SELECT prd_type_id, emp_id, SUM(amount) SUM_Amount,
RANK() OVER (ORDER BY SUM(amount) DESC) AS rank
FROM total_sales WHERE year = 2012
GROUP BY GROUPING SETS(prd_type_id, emp_id)
ORDER BY prd_type_id, emp_id;

Figure 6 shows the results.

Figure 6: Results from using the RANK function with the GROUPING SETS operator

Using Window Distribution Functions

As mentioned previously, SQL Server 2012 introduces support for window distribution functions, which include the CUME_DIST and PERCENT_RANK functions. Short for cumulative distribution, CUME_DIST calculates the position of a specified value relative to a group of values. PERCENT_RANK calculates the percent rank of a value relative to a group of values. For example, the following query uses the CUME_DIST and PERCENT_RANK functions to get the cumulative distribution and percent rank of sales:

SELECT prd_type_id, SUM(amount) SUM_Amount,
CUME_DIST() OVER (ORDER BY SUM(amount) ASC) AS cume_dist,
PERCENT_RANK() OVER (ORDER BY SUM(amount) ASC)
AS percent_rank
FROM total_sales WHERE year = 2012
GROUP BY prd_type_id
ORDER BY prd_type_id

Figure 7 shows the results. Let's take a closer look at the cumulative distribution results. The CUME_DIST function returns a range of values that are greater than 0 and less than or equal to 1. In this case, there are five discrete variables, so each discrete variable has probability of 0.2. The probability that the discrete variable is less than 402751.16 (the total sales amount for prd_type_id 4) is the cumulative distribution of all the discrete variables. (Their total sales amounts are less than or equal to the total sales amount of prd_type_id 4.) In this case, the discrete variables are null for prd_type_id 5, 186381.22 for prd_type_id 2, and 402751.16 for prd_type_id 4. Thus, the cumulative distribution for prd_type_id 4 is 0.6 (3 ´ 0.2). PERCENT_RANK works in similar way.

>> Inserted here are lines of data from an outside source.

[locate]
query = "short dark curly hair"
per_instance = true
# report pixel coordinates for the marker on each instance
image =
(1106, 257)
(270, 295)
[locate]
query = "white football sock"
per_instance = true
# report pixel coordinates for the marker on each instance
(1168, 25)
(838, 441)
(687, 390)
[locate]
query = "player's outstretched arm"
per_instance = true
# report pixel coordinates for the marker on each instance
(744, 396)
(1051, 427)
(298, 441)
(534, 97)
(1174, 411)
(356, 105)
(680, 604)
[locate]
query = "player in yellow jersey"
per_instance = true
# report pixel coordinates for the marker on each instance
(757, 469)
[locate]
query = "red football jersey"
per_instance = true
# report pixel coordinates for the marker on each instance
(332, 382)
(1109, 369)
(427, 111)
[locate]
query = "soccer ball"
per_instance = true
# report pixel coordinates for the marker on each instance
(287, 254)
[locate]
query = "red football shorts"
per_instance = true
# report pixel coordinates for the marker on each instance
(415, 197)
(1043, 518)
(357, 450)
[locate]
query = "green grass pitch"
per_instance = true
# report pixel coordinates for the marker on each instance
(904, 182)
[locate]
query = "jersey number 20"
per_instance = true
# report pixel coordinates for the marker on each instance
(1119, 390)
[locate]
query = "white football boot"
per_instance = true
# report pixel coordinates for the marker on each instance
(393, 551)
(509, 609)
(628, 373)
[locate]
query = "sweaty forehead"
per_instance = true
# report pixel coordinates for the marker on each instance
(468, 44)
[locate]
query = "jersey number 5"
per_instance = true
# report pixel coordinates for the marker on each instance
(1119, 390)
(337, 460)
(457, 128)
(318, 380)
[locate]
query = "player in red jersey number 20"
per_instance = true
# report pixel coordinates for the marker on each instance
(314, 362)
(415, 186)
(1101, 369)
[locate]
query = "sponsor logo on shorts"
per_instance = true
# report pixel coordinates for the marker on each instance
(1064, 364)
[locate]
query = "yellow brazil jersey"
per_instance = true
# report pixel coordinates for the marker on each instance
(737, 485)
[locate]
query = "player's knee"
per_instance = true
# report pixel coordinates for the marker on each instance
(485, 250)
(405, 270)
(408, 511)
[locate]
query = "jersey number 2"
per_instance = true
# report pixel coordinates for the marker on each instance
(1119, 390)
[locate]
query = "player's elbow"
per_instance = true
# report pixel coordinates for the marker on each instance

Figure 7: Results from using the CUME_DIST and PERCENT_RANK functions

Still missing in SQL Server 2012 are "what if" distribution and rank functions to calculate the rank and percentile that a new row would have if you inserted it into a table. For example, the following hypothetical query uses a "WITHIN GROUP" clause to calculate the "what if" rank and percent rank of a sales amount of $500,000:

SELECT
RANK(500000) WITHIN GROUP (ORDER BY SUM(amount) DESC)
AS rank,
PERCENT_RANK(500000) WITHIN GROUP
(ORDER BY SUM(amount) DESC) AS percent_rank
FROM all_sales WHERE year = 2003 AND amount IS NOT NULL
GROUP BY prd_type_id
ORDER BY prd_type_id;

Using Window Aggregate Functions

Window aggregate functions perform calculations on a specified range of rows, range of values, or interval of time. The window describes the subset that's being processed by the aggregate functions, which return a single value. You define the start and end of the window.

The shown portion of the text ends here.